Figure 5. Relative numbers of VHSv positives and negatives from our 2-color fluorometric and capillary electrophoresis StaRT-PCR assays, which indicates identical numbers of positives and negatives.

Compared to these tests, for 43 fishes (25 positives, 18 negatives (including 5 laboratory controls)), (a) SYBR® green has 44% false negative error (χ ² = 5.67, df = 1, p = 0.02), and cell culture has 56% error (χ ² = 9.36, df = 1, p = 0.002). For 63 fish samples (39 positives, 24 negatives (including 11 laboratory controls)), (b) SYBR® green qRT-PCR has 33% false negative error (χ ² = 5.37, df = 1, p = 0.02), whereas the 2-color fluorometric and capillary electrophoresis tests show zero false negatives.

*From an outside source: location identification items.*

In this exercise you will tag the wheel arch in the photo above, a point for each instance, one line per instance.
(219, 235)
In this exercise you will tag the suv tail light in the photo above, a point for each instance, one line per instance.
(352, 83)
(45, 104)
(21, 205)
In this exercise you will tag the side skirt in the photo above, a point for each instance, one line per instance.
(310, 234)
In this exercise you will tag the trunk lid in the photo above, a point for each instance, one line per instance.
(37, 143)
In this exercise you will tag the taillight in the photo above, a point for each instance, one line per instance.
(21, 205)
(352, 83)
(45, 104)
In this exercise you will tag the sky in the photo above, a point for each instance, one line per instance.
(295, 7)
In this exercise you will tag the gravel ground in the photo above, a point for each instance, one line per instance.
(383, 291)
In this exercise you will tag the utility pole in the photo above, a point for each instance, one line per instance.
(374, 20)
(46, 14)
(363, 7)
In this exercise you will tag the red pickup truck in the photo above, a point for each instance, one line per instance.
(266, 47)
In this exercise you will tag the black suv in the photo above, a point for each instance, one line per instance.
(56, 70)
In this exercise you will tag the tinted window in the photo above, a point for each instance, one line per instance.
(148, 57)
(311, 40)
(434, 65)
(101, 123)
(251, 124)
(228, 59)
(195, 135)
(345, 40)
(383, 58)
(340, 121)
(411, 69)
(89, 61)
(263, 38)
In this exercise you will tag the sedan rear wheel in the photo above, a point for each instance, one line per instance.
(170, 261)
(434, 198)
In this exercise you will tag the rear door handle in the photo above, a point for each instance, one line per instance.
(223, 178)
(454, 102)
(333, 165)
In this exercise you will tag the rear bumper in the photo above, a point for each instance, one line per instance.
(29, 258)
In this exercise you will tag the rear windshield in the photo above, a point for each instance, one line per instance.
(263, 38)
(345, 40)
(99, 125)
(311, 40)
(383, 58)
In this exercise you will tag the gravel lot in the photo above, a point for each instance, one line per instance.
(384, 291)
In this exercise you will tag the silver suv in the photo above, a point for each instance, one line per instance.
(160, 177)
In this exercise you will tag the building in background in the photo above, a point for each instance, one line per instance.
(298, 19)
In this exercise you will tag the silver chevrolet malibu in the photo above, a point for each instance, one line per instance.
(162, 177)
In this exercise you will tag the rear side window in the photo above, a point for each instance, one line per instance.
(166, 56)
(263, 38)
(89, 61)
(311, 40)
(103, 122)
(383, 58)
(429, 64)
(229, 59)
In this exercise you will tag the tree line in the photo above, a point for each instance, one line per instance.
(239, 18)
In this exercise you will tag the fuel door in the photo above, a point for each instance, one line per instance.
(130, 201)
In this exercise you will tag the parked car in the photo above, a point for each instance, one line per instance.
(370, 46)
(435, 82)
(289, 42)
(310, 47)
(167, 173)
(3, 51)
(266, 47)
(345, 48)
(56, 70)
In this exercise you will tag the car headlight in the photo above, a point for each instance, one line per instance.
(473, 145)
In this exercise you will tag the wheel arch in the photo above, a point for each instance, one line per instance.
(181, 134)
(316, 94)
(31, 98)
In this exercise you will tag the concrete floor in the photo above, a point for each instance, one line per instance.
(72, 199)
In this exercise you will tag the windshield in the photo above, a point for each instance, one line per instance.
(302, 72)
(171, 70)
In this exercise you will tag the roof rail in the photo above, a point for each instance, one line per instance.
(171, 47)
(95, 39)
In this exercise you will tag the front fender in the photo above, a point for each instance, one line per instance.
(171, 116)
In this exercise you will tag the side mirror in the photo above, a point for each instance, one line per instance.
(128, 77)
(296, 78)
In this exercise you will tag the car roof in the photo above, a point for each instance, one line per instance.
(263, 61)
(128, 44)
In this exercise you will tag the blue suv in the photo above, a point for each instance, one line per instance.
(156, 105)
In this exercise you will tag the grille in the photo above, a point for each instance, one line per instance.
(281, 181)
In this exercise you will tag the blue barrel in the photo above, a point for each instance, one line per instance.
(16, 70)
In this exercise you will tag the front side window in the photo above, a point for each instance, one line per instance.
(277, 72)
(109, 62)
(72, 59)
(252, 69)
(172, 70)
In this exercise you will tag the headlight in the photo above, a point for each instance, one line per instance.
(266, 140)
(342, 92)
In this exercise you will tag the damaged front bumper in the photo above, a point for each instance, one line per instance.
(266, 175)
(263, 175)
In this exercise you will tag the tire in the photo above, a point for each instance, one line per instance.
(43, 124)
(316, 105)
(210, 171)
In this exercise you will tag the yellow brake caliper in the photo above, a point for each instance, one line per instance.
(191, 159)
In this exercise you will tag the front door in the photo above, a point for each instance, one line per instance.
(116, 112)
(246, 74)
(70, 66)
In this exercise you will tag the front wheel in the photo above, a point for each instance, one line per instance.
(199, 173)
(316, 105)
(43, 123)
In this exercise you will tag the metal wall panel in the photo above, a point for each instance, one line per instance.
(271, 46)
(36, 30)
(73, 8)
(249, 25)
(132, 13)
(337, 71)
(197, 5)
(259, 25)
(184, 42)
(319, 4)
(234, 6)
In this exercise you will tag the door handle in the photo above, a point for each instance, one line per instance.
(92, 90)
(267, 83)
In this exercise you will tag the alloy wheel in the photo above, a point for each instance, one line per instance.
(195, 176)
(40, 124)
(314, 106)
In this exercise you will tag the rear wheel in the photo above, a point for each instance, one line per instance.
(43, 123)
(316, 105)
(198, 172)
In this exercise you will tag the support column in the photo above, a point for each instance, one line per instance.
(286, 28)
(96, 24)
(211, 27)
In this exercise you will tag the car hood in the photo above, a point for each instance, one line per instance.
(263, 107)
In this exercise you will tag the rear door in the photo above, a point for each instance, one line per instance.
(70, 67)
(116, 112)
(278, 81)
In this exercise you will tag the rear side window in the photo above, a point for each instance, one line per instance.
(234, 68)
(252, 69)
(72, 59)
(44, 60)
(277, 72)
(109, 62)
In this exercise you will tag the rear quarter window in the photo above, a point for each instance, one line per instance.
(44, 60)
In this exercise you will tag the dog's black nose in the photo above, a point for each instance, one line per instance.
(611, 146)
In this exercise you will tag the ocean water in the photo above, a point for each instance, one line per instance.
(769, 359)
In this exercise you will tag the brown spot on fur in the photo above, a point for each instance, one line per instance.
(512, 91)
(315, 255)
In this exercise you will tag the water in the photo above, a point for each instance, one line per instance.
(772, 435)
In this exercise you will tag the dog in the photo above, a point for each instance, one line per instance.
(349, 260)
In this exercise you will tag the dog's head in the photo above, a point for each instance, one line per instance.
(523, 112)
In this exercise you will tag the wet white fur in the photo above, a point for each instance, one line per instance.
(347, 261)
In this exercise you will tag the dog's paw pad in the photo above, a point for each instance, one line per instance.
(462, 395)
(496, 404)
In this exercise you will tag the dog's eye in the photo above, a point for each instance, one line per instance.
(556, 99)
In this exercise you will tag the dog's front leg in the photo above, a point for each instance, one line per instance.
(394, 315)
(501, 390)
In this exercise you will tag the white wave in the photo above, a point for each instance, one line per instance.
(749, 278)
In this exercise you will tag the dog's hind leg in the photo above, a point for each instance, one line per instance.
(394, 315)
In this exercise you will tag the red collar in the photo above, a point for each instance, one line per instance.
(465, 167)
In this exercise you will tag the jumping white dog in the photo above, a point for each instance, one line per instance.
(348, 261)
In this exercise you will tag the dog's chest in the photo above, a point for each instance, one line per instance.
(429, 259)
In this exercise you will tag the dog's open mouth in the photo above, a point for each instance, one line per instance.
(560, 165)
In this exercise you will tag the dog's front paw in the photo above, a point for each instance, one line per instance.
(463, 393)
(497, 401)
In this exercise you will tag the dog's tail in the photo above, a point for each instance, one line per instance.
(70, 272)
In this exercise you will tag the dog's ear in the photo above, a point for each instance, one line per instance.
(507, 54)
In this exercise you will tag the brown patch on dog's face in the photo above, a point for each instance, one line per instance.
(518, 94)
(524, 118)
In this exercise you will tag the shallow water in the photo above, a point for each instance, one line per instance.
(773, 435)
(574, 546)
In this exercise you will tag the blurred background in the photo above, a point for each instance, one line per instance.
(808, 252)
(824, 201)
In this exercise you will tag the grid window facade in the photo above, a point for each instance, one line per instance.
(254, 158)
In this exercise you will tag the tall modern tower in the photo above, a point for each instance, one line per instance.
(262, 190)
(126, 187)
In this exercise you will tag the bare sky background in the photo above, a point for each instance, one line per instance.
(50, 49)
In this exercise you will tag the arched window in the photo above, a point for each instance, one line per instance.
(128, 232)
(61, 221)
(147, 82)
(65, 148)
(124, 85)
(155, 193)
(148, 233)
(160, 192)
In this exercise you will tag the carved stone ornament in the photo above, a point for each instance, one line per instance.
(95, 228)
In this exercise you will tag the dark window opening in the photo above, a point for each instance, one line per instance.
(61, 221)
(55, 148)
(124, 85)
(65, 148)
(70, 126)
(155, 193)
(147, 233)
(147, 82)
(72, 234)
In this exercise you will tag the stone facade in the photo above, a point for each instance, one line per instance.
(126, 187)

Figure 6. Mean log numbers of VHSv molecules/10⁶ actb1 molecules from our new 2-color fluorometric assay versus the prior Agilent capillary electrophoresis approach.

Results indicate a linear relationship between the two tests (R ² = 0.91, df = 1, 38, F = 396.40, p<0.001) and do not significantly differ (t = 1.42, df = 78, NS). Arrow = Estimated threshold concentration of VHSv for fish with clinical signs of infection using our new assay, from a χ ² test of nine symptomatic fish (1×10³ VHSv molecules/10⁶ actb1 molecules = 3.6×10² VHSv molecules). Triangle = false negative range for SYBR® green qRT-PCR (1.0×10⁰–1.6×10² VHSv/10⁶ actb1 molecules = 0.6×10⁰–2.5×10² VHSv molecules). Square = false negative range for cell culture (1.0×10⁰–2.2×10³ VHSv/10⁶ actb1 molecules = 0.6×10⁰–6.1×10³ VHSv molecules.